Praising Even In The Pit | Psalm 34

October 20, 2017

Topic: Thanksgiving

Book: Psalms

INTRODUCTION

Psalm 34 – Of David. When he pretended to be insane before Abimelek, who drove him away, and he left.

Individual Thanksgiving

1I will extol the Lord at all times;

his praise will always be on my lips.

2I will glory in the Lord;

let the afflicted hear and rejoice.

3Glorify the Lord with me;

let us exalt his name together.

4I sought the Lord, and he answered me;

he delivered me from all my fears.

5Those who look to him are radiant;

their faces are never covered with shame.
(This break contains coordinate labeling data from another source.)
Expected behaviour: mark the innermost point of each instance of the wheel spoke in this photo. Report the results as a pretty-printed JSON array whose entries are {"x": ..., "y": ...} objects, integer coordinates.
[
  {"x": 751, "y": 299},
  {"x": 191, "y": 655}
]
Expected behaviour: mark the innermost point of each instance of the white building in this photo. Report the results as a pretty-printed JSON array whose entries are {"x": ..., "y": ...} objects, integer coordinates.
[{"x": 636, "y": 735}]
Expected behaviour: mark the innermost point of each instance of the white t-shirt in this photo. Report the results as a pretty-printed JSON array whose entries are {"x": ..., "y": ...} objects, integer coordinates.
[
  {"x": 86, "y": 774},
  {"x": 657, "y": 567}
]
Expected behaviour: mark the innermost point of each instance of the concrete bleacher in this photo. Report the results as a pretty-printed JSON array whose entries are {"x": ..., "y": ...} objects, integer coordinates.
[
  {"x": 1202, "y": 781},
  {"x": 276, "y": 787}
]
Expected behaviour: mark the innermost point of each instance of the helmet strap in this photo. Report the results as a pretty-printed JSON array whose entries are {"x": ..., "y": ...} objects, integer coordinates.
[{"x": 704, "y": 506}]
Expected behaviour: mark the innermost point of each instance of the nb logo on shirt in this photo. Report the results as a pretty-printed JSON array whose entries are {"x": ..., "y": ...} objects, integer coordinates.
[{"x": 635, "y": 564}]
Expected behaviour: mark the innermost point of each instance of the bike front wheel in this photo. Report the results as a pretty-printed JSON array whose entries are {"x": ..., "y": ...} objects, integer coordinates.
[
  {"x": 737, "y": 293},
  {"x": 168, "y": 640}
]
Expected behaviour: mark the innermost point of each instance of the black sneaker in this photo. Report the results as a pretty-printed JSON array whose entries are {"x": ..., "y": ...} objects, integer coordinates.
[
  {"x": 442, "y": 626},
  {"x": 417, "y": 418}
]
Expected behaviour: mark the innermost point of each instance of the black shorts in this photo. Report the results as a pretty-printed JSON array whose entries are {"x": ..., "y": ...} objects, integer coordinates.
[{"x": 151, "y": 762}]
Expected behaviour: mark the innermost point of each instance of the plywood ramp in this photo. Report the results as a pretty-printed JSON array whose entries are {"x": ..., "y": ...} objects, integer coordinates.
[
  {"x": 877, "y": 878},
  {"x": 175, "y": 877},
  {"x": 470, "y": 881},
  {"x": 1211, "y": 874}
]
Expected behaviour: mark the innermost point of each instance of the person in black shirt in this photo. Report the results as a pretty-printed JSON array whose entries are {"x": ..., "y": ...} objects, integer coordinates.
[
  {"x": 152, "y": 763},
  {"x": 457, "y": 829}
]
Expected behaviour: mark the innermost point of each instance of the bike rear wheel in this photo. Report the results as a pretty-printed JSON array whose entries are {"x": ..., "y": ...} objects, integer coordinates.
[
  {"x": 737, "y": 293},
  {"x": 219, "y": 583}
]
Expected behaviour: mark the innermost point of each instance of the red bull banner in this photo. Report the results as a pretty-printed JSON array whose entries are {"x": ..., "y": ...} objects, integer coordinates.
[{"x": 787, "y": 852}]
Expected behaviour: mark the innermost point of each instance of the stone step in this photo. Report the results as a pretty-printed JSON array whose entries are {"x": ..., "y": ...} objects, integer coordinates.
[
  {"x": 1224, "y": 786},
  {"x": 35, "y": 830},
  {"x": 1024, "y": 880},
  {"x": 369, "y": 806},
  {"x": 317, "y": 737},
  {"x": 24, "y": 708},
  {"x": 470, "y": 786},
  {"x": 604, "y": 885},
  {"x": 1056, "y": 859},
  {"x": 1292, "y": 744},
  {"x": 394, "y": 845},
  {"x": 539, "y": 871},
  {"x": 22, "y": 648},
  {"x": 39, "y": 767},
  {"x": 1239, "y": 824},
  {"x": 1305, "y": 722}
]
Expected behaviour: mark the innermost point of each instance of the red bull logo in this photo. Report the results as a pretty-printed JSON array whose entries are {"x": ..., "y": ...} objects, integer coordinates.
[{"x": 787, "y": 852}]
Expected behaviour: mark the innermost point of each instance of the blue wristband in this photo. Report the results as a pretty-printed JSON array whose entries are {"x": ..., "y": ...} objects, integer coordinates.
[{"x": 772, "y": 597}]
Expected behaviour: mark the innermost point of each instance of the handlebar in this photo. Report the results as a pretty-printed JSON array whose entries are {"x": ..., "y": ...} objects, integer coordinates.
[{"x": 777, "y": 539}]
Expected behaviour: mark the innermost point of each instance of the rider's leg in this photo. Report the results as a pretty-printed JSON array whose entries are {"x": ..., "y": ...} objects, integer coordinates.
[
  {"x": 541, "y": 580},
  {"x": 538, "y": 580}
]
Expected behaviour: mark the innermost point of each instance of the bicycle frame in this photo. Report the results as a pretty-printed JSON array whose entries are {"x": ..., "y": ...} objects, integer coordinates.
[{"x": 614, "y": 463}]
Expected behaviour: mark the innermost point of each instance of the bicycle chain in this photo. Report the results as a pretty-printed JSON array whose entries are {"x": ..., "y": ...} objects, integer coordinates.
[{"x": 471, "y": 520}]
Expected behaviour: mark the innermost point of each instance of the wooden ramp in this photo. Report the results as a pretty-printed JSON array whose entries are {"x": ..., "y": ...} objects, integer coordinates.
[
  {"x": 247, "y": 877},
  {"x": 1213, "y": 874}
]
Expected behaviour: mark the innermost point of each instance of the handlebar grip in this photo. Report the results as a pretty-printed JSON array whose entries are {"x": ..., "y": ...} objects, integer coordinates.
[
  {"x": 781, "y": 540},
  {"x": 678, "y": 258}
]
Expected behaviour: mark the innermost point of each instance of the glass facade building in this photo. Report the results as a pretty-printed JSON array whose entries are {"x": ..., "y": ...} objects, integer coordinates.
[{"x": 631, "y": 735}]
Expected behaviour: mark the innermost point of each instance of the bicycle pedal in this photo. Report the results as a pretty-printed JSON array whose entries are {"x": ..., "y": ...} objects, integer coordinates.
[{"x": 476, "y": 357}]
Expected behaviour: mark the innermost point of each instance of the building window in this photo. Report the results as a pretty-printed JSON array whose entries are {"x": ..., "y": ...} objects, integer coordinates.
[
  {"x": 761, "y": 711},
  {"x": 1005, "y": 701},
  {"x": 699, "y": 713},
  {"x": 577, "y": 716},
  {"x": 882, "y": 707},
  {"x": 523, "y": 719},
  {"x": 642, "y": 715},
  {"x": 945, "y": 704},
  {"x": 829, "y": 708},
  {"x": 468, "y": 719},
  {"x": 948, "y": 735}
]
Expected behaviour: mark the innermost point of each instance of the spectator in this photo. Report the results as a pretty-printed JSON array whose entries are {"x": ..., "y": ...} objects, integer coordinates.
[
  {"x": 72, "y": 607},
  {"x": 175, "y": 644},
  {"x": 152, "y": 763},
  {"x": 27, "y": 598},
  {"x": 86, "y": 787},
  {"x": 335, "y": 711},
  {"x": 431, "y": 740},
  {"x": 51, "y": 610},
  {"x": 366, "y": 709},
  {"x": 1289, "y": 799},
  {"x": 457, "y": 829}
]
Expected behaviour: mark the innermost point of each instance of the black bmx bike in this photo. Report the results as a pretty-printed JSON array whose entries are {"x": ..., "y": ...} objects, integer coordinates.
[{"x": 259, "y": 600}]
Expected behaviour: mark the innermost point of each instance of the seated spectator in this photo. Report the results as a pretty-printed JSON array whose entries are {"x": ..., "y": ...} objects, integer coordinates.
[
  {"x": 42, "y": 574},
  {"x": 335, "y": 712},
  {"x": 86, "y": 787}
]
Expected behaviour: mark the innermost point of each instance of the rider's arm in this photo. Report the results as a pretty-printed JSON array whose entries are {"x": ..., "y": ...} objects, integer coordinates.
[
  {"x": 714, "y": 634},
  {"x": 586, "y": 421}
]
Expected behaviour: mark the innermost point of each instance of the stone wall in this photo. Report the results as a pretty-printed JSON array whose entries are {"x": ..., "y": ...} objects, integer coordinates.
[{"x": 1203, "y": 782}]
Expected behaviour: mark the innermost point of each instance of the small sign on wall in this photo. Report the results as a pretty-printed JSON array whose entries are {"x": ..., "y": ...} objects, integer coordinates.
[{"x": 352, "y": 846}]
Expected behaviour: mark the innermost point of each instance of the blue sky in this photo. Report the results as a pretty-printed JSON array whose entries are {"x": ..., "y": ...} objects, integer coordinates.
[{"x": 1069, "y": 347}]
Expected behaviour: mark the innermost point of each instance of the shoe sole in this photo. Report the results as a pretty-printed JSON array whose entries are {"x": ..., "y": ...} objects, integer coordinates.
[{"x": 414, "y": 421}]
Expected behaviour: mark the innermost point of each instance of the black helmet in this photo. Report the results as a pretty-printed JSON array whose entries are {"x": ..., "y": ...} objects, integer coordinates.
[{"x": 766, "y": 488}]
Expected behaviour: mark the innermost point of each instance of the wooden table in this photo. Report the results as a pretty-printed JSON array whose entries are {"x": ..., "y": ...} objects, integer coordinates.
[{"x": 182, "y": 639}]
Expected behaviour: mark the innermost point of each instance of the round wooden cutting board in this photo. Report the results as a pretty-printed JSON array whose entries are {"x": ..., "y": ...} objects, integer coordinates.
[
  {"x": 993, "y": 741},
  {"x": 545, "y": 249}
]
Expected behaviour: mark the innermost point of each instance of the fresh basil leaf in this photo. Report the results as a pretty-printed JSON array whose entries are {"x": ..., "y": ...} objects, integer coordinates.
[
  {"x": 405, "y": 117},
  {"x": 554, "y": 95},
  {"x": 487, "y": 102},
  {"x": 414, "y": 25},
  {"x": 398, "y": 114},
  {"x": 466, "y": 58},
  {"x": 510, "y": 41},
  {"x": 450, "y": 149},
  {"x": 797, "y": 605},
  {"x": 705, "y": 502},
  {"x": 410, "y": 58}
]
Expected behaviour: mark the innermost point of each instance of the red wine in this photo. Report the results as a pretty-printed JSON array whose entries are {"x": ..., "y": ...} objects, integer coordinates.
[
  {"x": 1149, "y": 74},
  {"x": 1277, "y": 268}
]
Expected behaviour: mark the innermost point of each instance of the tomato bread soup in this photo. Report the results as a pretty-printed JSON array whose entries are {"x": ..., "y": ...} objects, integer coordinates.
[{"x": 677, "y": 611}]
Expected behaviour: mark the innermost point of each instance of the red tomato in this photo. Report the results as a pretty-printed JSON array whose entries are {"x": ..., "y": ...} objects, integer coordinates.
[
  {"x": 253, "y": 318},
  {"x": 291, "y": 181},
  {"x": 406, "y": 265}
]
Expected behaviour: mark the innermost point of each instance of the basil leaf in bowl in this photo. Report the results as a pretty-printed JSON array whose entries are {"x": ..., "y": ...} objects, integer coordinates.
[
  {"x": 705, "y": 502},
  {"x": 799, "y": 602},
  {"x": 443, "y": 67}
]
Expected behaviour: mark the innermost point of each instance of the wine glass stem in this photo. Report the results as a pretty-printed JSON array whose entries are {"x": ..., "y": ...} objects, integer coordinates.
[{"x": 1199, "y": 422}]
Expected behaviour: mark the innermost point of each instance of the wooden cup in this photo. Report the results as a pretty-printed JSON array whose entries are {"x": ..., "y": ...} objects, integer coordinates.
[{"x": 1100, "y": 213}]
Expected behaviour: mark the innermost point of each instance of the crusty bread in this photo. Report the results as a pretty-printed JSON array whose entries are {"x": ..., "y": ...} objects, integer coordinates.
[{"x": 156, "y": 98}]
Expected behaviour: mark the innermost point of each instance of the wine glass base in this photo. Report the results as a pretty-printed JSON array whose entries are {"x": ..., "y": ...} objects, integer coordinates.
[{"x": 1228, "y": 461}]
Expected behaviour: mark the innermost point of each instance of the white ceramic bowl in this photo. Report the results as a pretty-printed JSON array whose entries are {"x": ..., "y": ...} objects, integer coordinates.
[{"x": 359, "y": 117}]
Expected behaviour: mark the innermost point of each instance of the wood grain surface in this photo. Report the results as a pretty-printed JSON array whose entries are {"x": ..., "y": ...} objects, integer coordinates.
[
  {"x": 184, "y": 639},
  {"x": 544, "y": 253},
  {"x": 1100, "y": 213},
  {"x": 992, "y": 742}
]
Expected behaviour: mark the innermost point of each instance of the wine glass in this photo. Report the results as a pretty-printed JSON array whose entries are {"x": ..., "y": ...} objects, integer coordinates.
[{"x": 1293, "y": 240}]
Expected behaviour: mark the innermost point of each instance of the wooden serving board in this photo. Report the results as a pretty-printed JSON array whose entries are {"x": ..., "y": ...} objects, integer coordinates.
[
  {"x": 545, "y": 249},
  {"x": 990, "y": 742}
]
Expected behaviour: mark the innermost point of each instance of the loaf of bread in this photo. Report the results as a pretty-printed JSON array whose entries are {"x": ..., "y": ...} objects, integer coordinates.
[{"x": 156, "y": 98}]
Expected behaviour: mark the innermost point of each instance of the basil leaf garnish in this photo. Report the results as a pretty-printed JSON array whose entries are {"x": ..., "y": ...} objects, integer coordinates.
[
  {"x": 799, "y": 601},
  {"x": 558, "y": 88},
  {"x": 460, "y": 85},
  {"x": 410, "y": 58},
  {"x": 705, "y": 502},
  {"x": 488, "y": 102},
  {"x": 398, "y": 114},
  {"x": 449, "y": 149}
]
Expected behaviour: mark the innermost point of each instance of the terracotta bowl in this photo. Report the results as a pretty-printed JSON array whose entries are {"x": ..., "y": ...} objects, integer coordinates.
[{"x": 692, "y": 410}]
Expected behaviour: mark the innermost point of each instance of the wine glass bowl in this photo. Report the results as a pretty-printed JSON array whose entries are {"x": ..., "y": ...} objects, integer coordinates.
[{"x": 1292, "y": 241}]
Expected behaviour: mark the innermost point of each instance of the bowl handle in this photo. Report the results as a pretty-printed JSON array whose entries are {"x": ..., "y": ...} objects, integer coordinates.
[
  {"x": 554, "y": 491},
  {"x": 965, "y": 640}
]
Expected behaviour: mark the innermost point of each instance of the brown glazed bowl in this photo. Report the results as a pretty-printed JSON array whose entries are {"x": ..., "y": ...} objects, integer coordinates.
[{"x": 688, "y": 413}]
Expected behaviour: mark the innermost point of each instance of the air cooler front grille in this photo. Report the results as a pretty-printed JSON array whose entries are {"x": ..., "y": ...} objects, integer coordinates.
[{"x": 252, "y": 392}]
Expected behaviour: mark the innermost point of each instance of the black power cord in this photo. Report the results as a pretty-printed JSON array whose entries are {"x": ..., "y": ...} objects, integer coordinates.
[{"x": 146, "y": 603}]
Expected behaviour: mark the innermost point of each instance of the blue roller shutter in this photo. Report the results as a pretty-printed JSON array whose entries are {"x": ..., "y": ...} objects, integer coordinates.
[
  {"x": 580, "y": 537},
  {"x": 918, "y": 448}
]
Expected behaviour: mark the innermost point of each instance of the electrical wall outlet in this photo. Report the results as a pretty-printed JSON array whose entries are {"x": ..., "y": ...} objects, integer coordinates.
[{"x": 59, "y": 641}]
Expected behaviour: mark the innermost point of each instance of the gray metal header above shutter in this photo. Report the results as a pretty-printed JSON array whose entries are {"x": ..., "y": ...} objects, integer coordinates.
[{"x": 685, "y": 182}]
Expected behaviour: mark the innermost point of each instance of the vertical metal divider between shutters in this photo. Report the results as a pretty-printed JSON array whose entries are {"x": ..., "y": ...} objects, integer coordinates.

6This poor man called, and the Lord heard him;

he saved him out of all his troubles.

7The angel of the Lord encamps around those who fear him,

and he delivers them.

8Taste and see that the Lord is good;

blessed is the one who takes refuge in him.

9Fear the Lord, you his holy people,

for those who fear him lack nothing.

Individual Thanksgiving

10The lions may grow weak and hungry,

but those who seek the Lord lack no good thing.

11Come, my children, listen to me;

I will teach you the fear of the Lord.

12Whoever of you loves life

and desires to see many good days,

13keep your tongue from evil

and your lips from telling lies.

14Turn from evil and do good;

seek peace and pursue it.

15The eyes of the Lord are on the righteous,

and his ears are attentive to their cry;

16but the face of the Lord is against those who do evil,

to blot out their name from the earth.

17The righteous cry out, and the Lord hears them;

he delivers them from all their troubles.

18The Lord is close to the broken hearted

and saves those who are crushed in spirit.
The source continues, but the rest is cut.